Alexis: Retribution. Retribution, Retribution. 

Year Two.

[She picks her head up, and peers outward.]

Alexis: Retribution 2019. Never thought I would make it here. Never thought I wanted to make it here. When it happened, two years ago...when Dante did what he did...I didn't know what to think. What to do. What would happen to everyone else. Last few weeks, I've been thinking about Grundy, wondering where he's been. Or Tabula, hoping that he's doing well. Or even Nikki, who's fallen off the grid. I can hit up Rudo anytime but it's not the same. These screens that we have are useful but it doesn't replace face to face interaction. It doesn't compare to seeing that guy everyday, working with that guy everyday, traveling the road and brainstorming ideas with that guy everyday.

It's not the same.

[She tips her hat down to cover her eyes.]

Alexis: Nothing's the same. The things I believed are not the same. My priorities are not the same. Year One I was doing shit I never thought I could. Doing shit I never thought I wanted to. I didn't want to be sitting across from a psychologist, talking about my NPD. I never wanted to hear my Mother tell all the ways that I've hurt her. I never wanted to face something I know I'm going to have forever.

Nothing's the same.

I've had to look back in order to move forward. I've had to look back at the things that I've done to people. I've had to look back at how being bullied growing up made me believe that everyone around me thought I was worthless. I look back at my career and where I'm at now. J Cole came out with Middle Child and it had me thinking. I'm 26. I'll be 27 in three months. I started SCW when I was 26. 

27.

And you got people like Owen and Peyton Rice. The future. I don't disagree with that. But I'm not apart of that generation. People in the city are telling me where they were when they were watching SCW at home, watching me. Looking up to me. People ask me about PUNK HAZARD. World Hazard, Do I regret it? Puts things in perspective. 

I'm old enough to look back at my career.

But I'm young enough not be considered an old head.

Before Retribution two years ago, the goal was become someone significant. Someone that my city, my area, could look up to. I never felt like I mattered going up so I wanted to show all of you that I did. Everything was to give all of you the middle finger. It's crazy thinking about the fact that everything I dreamed about, everything I saw others before me do and have wild thoughts that I could do the same, happened. World Hazard happened. I won titles. I won the World title. I'm a hero in my city. I took everything I wanted and yet, none of that saved me when me and my friends were betrayed. None of that mattered when people of my color, minorities, constantly get dealt an unfair hand.

You all know about this.

I've had a lot of questions. About wrestling. About life. Year One I can say I came to a few conclusions. The matter of being good or what good is. All this hero talk people are having yet no one's asking any questions. Do I do things because I think it's right or because other people are going to think that I'm right?
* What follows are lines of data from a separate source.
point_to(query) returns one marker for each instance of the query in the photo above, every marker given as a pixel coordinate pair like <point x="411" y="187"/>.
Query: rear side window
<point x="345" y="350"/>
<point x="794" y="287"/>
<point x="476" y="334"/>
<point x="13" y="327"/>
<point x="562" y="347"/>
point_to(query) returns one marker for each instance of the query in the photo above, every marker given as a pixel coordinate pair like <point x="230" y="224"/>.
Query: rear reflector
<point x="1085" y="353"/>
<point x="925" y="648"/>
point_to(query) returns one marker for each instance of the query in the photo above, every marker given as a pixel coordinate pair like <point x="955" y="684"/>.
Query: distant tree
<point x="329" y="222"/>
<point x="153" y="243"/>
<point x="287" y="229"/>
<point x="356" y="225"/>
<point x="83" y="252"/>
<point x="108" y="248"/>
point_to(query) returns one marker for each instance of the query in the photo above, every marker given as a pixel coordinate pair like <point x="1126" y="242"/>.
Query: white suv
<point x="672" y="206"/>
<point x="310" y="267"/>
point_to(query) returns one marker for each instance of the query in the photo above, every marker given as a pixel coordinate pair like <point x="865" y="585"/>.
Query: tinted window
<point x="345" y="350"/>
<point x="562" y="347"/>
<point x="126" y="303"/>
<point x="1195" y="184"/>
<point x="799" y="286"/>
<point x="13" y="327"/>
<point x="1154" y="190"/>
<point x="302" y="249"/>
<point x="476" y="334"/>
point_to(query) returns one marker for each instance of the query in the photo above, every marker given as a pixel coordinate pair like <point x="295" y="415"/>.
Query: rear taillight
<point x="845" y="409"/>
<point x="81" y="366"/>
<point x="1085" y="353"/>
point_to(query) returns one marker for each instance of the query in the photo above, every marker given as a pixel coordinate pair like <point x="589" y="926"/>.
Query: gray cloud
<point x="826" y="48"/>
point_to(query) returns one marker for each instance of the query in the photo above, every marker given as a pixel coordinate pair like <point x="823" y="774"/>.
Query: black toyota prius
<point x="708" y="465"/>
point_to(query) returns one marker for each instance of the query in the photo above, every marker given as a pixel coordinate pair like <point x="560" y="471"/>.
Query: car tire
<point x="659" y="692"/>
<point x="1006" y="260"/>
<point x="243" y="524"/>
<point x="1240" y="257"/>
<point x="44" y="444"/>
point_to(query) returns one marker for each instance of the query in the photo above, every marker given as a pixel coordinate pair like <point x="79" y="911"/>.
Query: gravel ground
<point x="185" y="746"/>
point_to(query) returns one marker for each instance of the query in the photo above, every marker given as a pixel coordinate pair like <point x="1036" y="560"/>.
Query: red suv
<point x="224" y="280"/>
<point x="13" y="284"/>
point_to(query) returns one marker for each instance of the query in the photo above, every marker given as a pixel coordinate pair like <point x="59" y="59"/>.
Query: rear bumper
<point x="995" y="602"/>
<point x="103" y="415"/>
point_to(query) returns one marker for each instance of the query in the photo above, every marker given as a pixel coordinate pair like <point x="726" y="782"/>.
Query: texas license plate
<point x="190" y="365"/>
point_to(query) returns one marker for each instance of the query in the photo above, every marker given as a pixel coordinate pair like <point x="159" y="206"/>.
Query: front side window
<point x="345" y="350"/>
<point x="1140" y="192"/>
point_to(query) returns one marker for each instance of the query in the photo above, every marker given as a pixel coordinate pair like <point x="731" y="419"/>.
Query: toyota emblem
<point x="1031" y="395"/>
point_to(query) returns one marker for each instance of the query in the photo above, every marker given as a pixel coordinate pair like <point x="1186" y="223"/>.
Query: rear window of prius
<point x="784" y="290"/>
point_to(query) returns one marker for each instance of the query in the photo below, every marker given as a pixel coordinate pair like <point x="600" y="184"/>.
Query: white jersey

How do I know what is right and what isn't? Everyone has a different opinion. No one 100% agrees to this standard. Who determines what that is? And even if everyone agrees, slavery existed and everyone was cool with that. Women couldn't do shit, yet that was cool too. Other countries don't let them even drive. We've gotten it wrong time and time again, so how are we suppose to know what's good and what's not? 

Do I want these people to worship me or is there more to me?

[She picks her head up.]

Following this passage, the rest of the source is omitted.